霎时间,怒从心头起恶向胆边生,薛可蕊再也不管什么“蝼蚁”的感觉还是“上位”的气质了,她柳眉倒竖,怒目圆瞪。
“冯大人,我薛可蕊可不是你冯家的婢仆或花楼里的歌女,您堂堂节度使,怎能干出强抢民女之事!”
冯驾腰背笔挺,他静静地看着薛可蕊听着她把话说完。末了,他一副庄重的模样冲薛可蕊一个颔首。
“我想,三姑娘还是误会我的意思了,我冯驾并没有劫掠姑娘的意思。你来我冯府做客,是我冯驾的客人,怎能因为区区一个骑马的小事便伤了和气,饭也不吃便走了?荣国夫人她也是客,她不适合出面便罢了,我冯驾是必须要出面安慰姑娘你的,此乃驾出面见姑娘的第一层意思。至于第二层意思嘛……”
冯驾顿了顿,思忖了片刻,“驾承认我自己是有私心的,的确是世子爷哀求得紧,驾推脱不得。只好勉力一试,想求姑娘能见他一见,一解他相思之苦。不过姑娘你请放心,我会让你的母亲从旁作陪,三日后,驾会让荣国夫人带媒人亲自上贵府提亲……”

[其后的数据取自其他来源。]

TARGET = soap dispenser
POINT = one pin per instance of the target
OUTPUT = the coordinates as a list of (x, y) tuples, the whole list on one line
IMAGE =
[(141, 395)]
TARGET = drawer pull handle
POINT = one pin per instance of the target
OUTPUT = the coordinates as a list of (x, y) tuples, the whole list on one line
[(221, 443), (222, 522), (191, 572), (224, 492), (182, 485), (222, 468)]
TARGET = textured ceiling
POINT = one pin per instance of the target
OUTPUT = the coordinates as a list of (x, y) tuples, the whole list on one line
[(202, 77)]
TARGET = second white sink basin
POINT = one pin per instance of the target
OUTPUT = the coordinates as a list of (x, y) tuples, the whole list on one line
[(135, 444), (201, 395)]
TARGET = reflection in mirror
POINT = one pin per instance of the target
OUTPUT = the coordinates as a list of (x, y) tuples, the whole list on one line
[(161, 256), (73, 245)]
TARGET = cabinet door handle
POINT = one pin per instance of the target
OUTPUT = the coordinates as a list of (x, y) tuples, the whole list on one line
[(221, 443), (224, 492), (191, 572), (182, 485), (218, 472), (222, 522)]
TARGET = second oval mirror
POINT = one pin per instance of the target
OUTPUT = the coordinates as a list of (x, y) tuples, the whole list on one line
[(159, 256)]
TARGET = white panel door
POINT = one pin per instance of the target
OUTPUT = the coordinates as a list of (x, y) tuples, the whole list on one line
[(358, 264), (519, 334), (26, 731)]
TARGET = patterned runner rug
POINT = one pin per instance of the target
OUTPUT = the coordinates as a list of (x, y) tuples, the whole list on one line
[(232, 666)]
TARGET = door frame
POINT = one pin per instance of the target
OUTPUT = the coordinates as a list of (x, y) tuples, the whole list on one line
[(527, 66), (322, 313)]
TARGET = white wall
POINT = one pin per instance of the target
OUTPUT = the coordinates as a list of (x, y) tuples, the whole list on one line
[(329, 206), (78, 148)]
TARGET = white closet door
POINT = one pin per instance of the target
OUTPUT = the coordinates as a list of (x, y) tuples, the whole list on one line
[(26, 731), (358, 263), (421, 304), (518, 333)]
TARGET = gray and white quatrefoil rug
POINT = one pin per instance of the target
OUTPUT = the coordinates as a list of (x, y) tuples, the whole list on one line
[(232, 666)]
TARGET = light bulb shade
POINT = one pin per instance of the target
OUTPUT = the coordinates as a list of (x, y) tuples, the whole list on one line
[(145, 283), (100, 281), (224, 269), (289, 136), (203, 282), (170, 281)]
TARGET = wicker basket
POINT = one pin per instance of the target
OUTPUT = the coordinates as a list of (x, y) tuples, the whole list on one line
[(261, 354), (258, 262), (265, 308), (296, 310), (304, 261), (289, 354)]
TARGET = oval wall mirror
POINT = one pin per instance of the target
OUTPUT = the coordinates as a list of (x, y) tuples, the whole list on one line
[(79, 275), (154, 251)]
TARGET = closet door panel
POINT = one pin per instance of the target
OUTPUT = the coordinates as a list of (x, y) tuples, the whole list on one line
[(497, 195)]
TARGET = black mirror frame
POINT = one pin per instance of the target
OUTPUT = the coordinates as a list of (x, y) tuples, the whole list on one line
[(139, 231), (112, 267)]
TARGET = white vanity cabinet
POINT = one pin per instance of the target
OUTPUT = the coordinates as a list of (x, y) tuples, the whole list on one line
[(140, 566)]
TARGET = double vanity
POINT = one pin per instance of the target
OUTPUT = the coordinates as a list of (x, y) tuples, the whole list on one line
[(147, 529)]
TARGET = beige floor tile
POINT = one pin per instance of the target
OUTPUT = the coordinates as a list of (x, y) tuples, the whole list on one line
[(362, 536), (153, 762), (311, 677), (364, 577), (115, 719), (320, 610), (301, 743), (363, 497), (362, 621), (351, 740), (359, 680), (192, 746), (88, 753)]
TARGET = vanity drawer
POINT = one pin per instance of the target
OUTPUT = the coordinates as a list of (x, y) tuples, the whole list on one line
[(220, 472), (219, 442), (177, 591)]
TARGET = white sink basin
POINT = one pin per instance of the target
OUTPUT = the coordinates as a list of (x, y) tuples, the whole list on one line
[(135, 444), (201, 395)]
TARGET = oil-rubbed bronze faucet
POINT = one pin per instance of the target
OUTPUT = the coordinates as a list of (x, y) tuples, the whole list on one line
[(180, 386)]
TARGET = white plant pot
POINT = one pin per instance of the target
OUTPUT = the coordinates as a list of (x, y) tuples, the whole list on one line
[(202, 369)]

薛可蕊更加无语了,她再也忍不住,抬手止住了冯驾诚挚又执着的表态。
“冯大人,蕊儿尚未及笄,嫁不得人。”
“那么姑娘便来冯宅随意玩玩罢。”
“蕊儿是女子,与世子爷不好玩在一处。”
薛可蕊说得斩钉截铁,如同她在冯府骑马摘桃枝般干净俐落。
冯驾止住了嘴,只拿眼细细地打量着她的脸。他缓缓靠向身后的锦垫,嘴角挂着那惯有的,似是而非,若有似无的浅笑。
“三姑娘想回家?”
“是的。”薛可蕊涨红了脸,怒发冲冠。
“好,驾这就送你回去。”
“……”
薛可蕊再度惊呆了,冲天的气焰如同瘪气的球瞬间消弭。刚才不是为了让李霁侠一解相思之苦还截了自己的道吗,怎么突然又要送自己回去了?
“什么?”
“我说,我这就送你回去。”
似乎怕薛可蕊担心,他一把撩开窗帘,倾身向前,冲窗外低呼。
“停下,改道去薛府。”
车队在磔磔轮声中缓缓停下,薛可蕊听见车夫调转马头的喝令,马车终于在临近冯府的不远处调转了方向,开始徐徐朝向薛府进发。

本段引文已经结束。